Nicoláo respondeu glacialmente:
—Depois de seis annos, um amigo de teu marido manda-me desafiar. Não me bato.
—Quem te desafia? É o chanceller? Não acceites, que elle é temivel!—acudiu ella.
O orgulhoso abespinhou-se, e disse severamente:
—Não ha homens temiveis para mim. Não acceito, porque é preciso muito coração para que um homem se bata por amor de qualquer mulher.
Pungente grosseria!
A franceza emudeceu transida. Bem o presentia ella; mas ainda lh’o não tinha ouvido. Emboscou-se entre as arvores a chorar. O orgulho!...
É certo que Nicoláo de Mesquita estava enfastiado, arrependido, e devorado de ancias de liberdade para retemperar o coração em amores novos. Pensava nas delicias de uma vida honesta; falsa virtude, que vem sempre com o enojo da mulher, que a sociedade honesta repelle. Seis annos era muito para ter sempre em florescencia affectos, que sairam de um tremedal. As idealidades do vicio são ephemeras; o orgulho póde fingil-as; mas, d’alma a dentro, não ha imperio que senhoreie o atroz pungimento do tedio. O sorriso é um tregeito vaidoso, que intenta escarnecer a censura do mundo, ou rebater a commiseração.

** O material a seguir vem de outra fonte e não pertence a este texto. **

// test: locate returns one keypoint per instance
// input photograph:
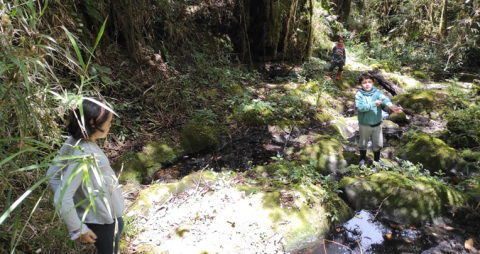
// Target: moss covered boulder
(420, 101)
(339, 127)
(196, 137)
(472, 187)
(405, 82)
(402, 200)
(139, 167)
(398, 118)
(209, 212)
(327, 151)
(431, 152)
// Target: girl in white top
(86, 189)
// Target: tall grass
(32, 101)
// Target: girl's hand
(88, 237)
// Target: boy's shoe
(363, 155)
(339, 75)
(361, 163)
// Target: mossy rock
(420, 75)
(234, 89)
(389, 125)
(282, 168)
(338, 127)
(398, 118)
(139, 167)
(326, 150)
(420, 101)
(405, 82)
(196, 137)
(159, 193)
(464, 127)
(431, 152)
(256, 118)
(472, 187)
(308, 218)
(403, 200)
(351, 158)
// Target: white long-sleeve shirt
(71, 180)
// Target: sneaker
(361, 163)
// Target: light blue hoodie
(368, 112)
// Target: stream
(361, 234)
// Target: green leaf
(325, 6)
(75, 46)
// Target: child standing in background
(337, 58)
(87, 194)
(368, 101)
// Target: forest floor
(212, 218)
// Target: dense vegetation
(171, 66)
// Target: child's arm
(362, 104)
(333, 52)
(389, 104)
(72, 180)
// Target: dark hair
(364, 76)
(91, 113)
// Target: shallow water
(363, 235)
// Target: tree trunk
(310, 32)
(389, 86)
(443, 20)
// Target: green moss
(421, 101)
(196, 137)
(276, 168)
(431, 152)
(157, 193)
(398, 118)
(351, 158)
(472, 187)
(327, 151)
(307, 216)
(338, 127)
(421, 75)
(405, 82)
(138, 167)
(234, 89)
(404, 200)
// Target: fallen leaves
(469, 244)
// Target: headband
(102, 111)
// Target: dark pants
(106, 235)
(335, 64)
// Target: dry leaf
(469, 244)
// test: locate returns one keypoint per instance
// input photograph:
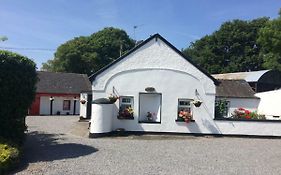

Nicoláo de Mesquita amára a mulher do amigo, que lhe aligeirára os annos do exilio. Infamia irritante em animo até d’aquelles que propriamente se sentem mordidos do remorso de um delicto similhante! Amára até ao absoluto despreso de si mesmo. Seguira-a de Lyão á Belgica. E d’aqui se fugira com ella para Portugal, em quanto o marido fôra a Paris pressurosamente a cuidar em negocios urgentes de sua industria.